The ayahuasca vine, known as Banisteriopsis caapi, can be taken on its own, although it is not a very hallucinogenic experience. In high doses, the ayahuasca vine can create an intoxicated feeling or ‘buzz’ and have perhaps slight psychedelic effects, such as a change in vision. It can also act as a purgative in high doses, resulting in vomiting and diarrhoea. These are the effects of the harmala alkaloids found in the vine.

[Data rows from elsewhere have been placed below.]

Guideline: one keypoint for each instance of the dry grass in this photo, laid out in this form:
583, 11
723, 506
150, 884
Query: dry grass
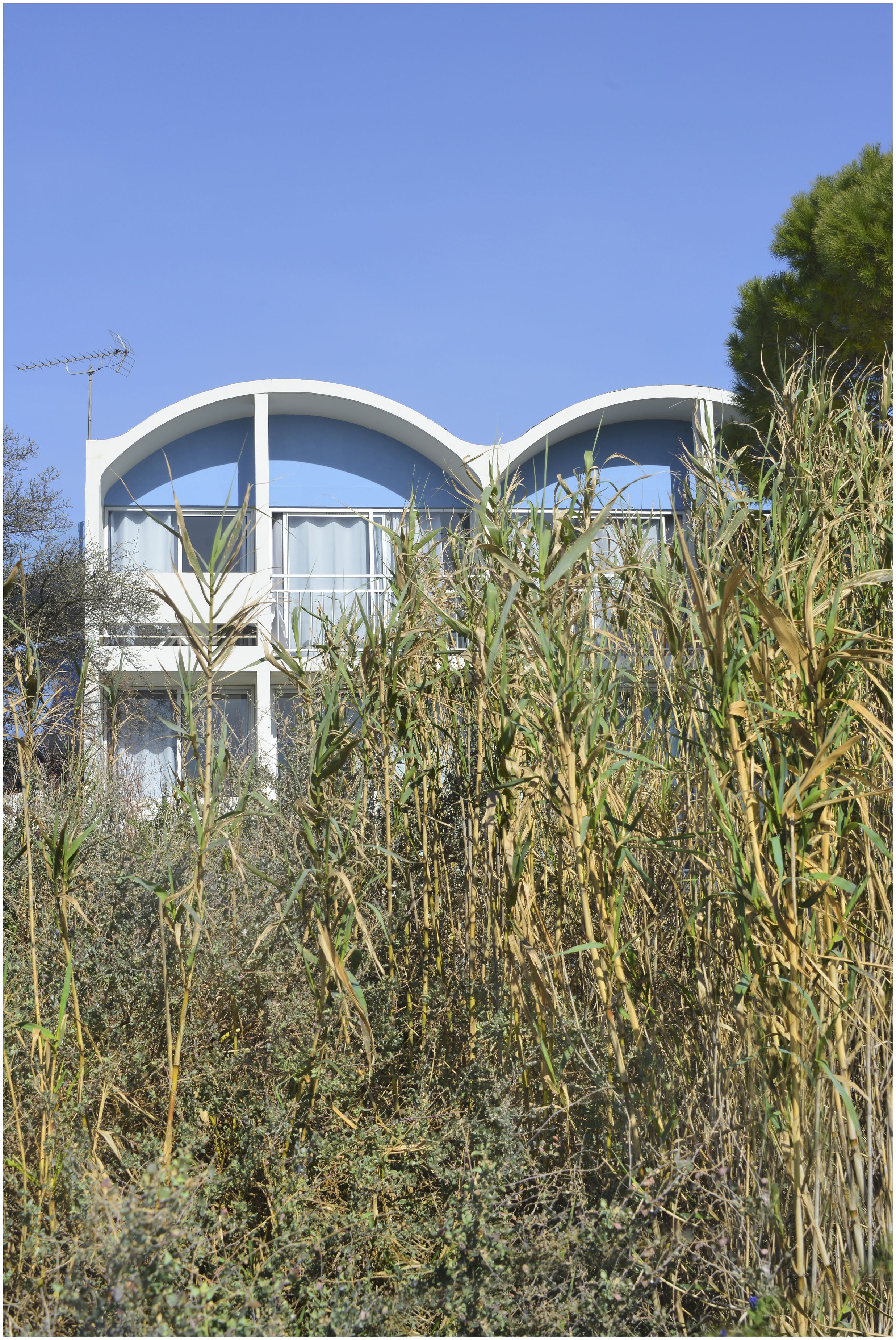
552, 988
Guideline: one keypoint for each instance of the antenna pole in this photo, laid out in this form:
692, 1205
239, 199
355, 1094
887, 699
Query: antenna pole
120, 358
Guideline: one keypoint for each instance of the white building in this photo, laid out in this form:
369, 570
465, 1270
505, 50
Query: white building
323, 463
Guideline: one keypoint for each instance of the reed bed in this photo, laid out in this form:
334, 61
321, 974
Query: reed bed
548, 987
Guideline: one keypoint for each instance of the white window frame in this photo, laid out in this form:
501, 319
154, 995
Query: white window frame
179, 549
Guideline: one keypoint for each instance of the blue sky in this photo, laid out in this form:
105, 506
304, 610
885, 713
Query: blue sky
487, 212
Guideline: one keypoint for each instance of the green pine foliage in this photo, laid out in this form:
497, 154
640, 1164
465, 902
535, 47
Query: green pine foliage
836, 294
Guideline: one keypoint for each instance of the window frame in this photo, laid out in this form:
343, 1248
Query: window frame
176, 541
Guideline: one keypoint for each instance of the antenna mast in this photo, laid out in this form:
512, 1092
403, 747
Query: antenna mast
120, 358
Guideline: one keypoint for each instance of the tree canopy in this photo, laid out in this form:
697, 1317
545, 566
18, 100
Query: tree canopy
838, 290
63, 586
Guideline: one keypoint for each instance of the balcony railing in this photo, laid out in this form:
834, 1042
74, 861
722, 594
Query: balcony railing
325, 597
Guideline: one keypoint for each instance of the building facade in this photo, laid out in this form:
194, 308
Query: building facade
323, 464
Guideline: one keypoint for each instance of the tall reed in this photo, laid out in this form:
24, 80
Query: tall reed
596, 831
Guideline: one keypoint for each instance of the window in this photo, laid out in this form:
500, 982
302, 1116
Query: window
201, 528
141, 538
148, 744
231, 713
152, 750
328, 562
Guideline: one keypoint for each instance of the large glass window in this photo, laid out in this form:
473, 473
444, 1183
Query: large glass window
148, 744
201, 528
326, 563
152, 751
141, 538
232, 715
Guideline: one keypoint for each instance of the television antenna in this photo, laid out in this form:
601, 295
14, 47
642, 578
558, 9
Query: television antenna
120, 358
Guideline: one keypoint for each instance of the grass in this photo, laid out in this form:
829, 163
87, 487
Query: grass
547, 989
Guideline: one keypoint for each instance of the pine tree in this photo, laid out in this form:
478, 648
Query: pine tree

These alkaloids, such as harmine and harmaline, are also monoamine oxidase inhibitors (MAOIs), meaning they inhibit the MAO (an enzyme) that breaks down DMT when it is taken orally, meaning DMT’s psychedelic effects cannot occur. Chacruna (or Psychotria viridis) is a DMT-containing plant used in the preparation of ayahuasca. The MAOIs in the ayahuasca vine allows the DMT in chacruna to be orally active when consumed. These MAOIs are also what add to the dreamlike visions associated with ayahuasca. The ayahuasca-chacruna combination, which is what most ayahuasca preparations look like today, seems to have become more commonplace at the time of the Rubber Boom.

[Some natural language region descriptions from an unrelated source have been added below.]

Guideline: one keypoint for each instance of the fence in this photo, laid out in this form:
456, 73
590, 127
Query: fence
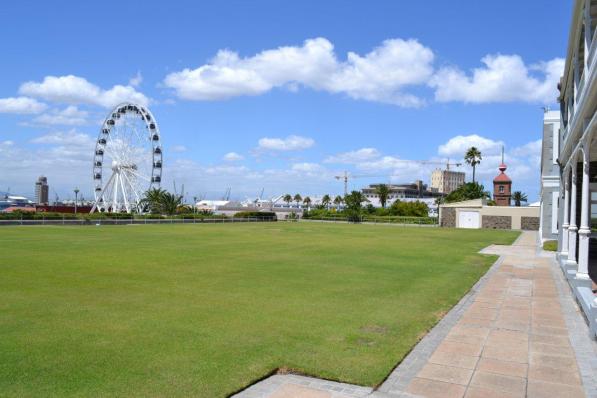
398, 220
134, 221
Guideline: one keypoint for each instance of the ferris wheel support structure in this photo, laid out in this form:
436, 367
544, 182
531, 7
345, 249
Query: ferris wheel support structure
128, 149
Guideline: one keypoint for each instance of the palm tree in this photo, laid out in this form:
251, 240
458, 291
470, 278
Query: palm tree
382, 191
170, 203
326, 200
473, 157
287, 198
152, 201
307, 201
518, 197
338, 201
354, 203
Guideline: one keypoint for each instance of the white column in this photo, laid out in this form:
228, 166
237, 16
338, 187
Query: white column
588, 37
584, 233
572, 229
566, 220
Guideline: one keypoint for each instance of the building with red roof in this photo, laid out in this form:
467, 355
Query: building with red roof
502, 187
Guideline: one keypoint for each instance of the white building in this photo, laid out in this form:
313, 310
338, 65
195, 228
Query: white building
446, 181
577, 149
41, 190
550, 176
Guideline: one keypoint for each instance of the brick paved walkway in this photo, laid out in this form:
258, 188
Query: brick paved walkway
511, 342
509, 337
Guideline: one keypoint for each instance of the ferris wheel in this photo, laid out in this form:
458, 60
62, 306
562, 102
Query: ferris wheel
127, 159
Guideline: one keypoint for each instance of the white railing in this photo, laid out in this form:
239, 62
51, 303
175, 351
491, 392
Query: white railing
134, 221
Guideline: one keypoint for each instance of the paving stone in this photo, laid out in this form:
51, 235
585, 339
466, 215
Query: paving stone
553, 361
479, 392
452, 359
435, 389
548, 374
460, 348
554, 340
513, 354
562, 350
541, 389
505, 368
492, 381
448, 374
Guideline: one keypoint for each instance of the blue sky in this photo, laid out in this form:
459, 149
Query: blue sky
267, 94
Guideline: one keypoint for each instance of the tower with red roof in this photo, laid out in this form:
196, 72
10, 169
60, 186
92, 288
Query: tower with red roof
502, 186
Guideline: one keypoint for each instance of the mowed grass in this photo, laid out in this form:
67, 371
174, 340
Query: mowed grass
205, 310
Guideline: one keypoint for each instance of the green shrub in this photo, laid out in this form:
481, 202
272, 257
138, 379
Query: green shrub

The Shipibo indigenous group incorporated ayahuasca into older ceremonial forms, and have made innovations in their approach which have made them perhaps the most internationally famous ayahuasca shamans.
References
Beyer, S. (2009). Singing to the Plants: A Guide to Mestizo Shamanism in the Upper Amazon. University of New Mexico Press.
Brabec de Mori, B. (2011). “Tracing hallcinations: Contributing to a critical ethnohistory of ayahuasca usage in the Peruvian Amazon.” In B. C. Labate & H. Jungaberle (Eds.): The internationalization of ayahuasca (pp. 23-47). Zürich: Lit Verlag.
Calavia Saez, O. (2011). “A vine network.” In B. C. Labate & H. Jungaberle (Eds.): The internationalization of ayahuasca (pp. 131-144). Zürich: Lit Verlag.
Gorman, Peter (2010). Ayahuasca In My Blood. Lulu.
Gow, Peter (1992). River People: Shamanism and History in Western Amazonia. In Thomas, Nichols, and Humphrey Shamanism, History and the State. Ann Arbour: University of Michigan
Survival International (n.d.) Death in the Devil’s Paradise: The Rubber Boom. Survival International Website
Roe, Peter G. (1982). “The Cosmic Zygote.” In Myth and Ceremony Among the Shipibos.